Yeah, active file lru is a volatile thing indeed. Not only can it shrink
rapidly, it can also grow in an instant (e.g. due to mark_page_accessed)
so you're right - sizing shadow node lru basing solely on the active lru
size would be too unpredictable.
>
> It's true that both the shrinking of the active list and subsequent
> activations to regrow it will reduce the number of actionable
> refaults, and so it wouldn't be unreasonable to also shrink shadow
> nodes when the active list shrinks.
>
> However, I think these are too many assumptions to encode in the
> shrinker, because it is only meant to prevent a worst-case explosion
> of radix tree nodes. I'd prefer it to be dumb and conservative.
>
> Could we instead go with the current usage of the memcg?
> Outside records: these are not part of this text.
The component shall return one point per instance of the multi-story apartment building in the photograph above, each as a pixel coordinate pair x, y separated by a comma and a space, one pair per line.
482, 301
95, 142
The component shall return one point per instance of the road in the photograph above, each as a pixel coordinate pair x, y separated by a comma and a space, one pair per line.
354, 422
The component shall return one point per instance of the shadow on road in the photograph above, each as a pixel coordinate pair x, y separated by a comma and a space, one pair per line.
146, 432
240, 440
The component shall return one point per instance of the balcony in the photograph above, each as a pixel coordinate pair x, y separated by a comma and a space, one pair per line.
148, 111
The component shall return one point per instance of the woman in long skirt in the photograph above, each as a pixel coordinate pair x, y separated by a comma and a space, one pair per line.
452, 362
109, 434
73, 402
Whether
> reclaim happens globally or due to the memory limit, the usage at the
> time of reclaim gives a good idea of the memory is available to the
> group. But it's making less assumptions about the internal composition
> of the memcg's memory, and the consequences associated with that.
But that would likely result in wasting a considerable chunk of memory
for stale shadow nodes in case file caches constitute only a small part
of memcg memory consumption, which isn't good IMHO.
May be, we'd better use LRU_ALL_FILE / 2 instead?
diff --git a/mm/workingset.c b/mm/workingset.c
index 8c07cd8af15e..8a75f8d2916a 100644
--- a/mm/workingset.c
+++ b/mm/workingset.c
@@ -351,9 +351,10 @@ static unsigned long count_shadow_nodes(struct shrinker *shrinker,
if (memcg_kmem_enabled())
pages = mem_cgroup_node_nr_lru_pages(sc->memcg, sc->nid,
- BIT(LRU_ACTIVE_FILE));
+ LRU_ALL_FILE);
else
- pages = node_page_state(sc->nid, NR_ACTIVE_FILE);
+ pages = node_page_state(sc->nid, NR_ACTIVE_FILE) +
+ node_page_state(sc->nid, NR_INACTIVE_FILE);
/*
* Active cache pages are limited to 50% of memory, and shadow
@@ -369,7 +370,7 @@ static unsigned long count_shadow_nodes(struct shrinker *shrinker,
*
* PAGE_SIZE / radix_tree_nodes / node_entries / PAGE_SIZE
*/
- max_nodes = pages >> (RADIX_TREE_MAP_SHIFT - 3);
+ max_nodes = pages >> (1 + RADIX_TREE_MAP_SHIFT - 3);
if (shadow_nodes <= max_nodes)
return 0;